Le tableau des modalités, avec le niveau de preuve réellement disponible

Le classement ci-dessous applique les principes GRADE à la question précise du traitement symptomatique de la maladie de Ledderhose. Il s'agit d'une appréciation éditoriale : aucune évaluation GRADE publiée ni aucune recommandation de société savante n'existe pour cette pathologie.

Modéré

Radiothérapie sur nodules symptomatiques. Seul traitement évalué par un essai randomisé de phase 3 en double aveugle contre placebo : soulagement de la douleur chez 74 % contre 56 %, différence significative à 12 et 18 mois, qualité de vie et vitesse de marche pieds nus améliorées10. Déclassé de « élevé » pour la taille de l'échantillon (84 patients) et l'absence de réplication indépendante.

Faible

Décharge mécanique : orthèse plantaire évidée en regard du nodule, semelle amortissante, chaussage adapté. Cohérent avec le mécanisme douloureux et sans risque, mais aucune étude ne l'a mesuré dans cette indication. Recommandé par les revues au titre du traitement symptomatique gradué2.

Faible

Chirurgie d'exérèse, réservée à l'échec du traitement conservateur. Efficace sur les symptômes, mais la récidive dépend directement de l'étendue de la résection : 67 % après résection locale, 42 % après résection large, 27 % après fasciectomie16. Séries rétrospectives uniquement.

Très faible

Ondes de choc focalisées de haute énergie.
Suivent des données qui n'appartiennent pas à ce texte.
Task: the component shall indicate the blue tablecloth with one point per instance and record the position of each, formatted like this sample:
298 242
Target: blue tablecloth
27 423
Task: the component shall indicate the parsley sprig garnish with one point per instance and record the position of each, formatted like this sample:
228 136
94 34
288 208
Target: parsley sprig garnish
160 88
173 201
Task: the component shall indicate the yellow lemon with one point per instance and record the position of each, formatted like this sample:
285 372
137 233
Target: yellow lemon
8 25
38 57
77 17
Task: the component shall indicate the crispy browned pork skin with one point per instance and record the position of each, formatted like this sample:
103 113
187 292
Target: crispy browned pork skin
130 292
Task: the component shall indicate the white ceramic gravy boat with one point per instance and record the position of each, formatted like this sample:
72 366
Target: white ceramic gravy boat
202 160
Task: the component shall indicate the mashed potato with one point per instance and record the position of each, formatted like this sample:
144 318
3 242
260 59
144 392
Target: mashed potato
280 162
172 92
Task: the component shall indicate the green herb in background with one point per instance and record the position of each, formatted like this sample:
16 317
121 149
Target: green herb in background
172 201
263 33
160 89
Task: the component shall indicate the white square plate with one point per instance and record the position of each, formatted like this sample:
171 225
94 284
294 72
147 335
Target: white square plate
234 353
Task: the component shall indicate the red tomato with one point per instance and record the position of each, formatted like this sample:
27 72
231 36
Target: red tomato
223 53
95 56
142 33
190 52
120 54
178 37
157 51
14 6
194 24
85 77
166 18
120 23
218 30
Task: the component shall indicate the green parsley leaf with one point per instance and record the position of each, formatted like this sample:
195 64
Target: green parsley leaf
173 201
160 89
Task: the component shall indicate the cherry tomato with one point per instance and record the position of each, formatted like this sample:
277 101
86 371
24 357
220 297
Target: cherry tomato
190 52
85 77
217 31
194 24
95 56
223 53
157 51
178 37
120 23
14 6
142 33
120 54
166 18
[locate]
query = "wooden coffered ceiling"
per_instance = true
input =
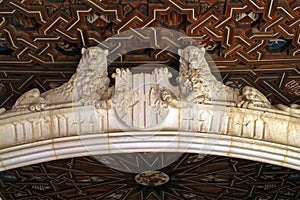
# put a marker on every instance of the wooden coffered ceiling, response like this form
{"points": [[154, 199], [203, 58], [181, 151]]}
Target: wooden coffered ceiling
{"points": [[191, 177], [252, 42]]}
Une série prospective de six patients12 et un cas clinique13, tous deux sans groupe témoin. Paramètres publiés, effets indésirables non rapportés, mais l'effectif interdit toute conclusion sur l'efficacité.

Très faible

Infiltration de corticoïdes, avec ou sans fenestration intralésionnelle. Deux cas cliniques rapportent une réduction de la douleur et du volume à douze mois après deux injections de triamcinolone associées à une fenestration14. Les auteurs soulignent eux-mêmes que cette option n'a reçu qu'une attention marginale dans la littérature.

Très faible

Collagénase de Clostridium histolyticum. Décrite uniquement par des cas cliniques isolés, dont une injection guidée par échographie sur une récidive1718. Aucune série comparative, aucune indication validée au pied.

Très faible

Vérapamil topique, tamoxifène, imatinib, sorafénib, mitomycine C. Cités par les revues comme options documentées à des niveaux de preuve variables, essentiellement descriptifs49. Aucun ne relève de la kinésithérapie et aucun n'a d'indication établie.

Aucune preuve

Étirements et travail de souplesse de la chaîne postérieure dans cette indication : aucune étude. Transposition depuis la fasciopathie plantaire, qui est une autre maladie du même tissu. Sans risque, mais à annoncer pour ce que c'est.

Aucune preuve

Massage transverse profond appuyé et pressions ischémiques sur le nodule. Aucune donnée, aucun mécanisme plausible de résorption d'un tissu fibreux mature, et un risque d'aggravation douloureuse d'une lésion déjà comprimée à chaque pas.

À retenir

  • La littérature conservatrice de cette maladie tient en cinq études et 35 patients : la kinésithérapie n'y a jamais été évaluée.
  • Le geste le plus utile est la décharge mécanique du nodule, et il faut le présenter comme un raisonnement, pas comme une preuve.
  • Les ondes de choc focalisées de haute énergie ont des paramètres publiés et six patients derrière elles. C'est une piste, pas un protocole établi.
  • Ne pas s'acharner sur le nodule : rien ne montre qu'on le dissout, et il est déjà écrasé à chaque pas.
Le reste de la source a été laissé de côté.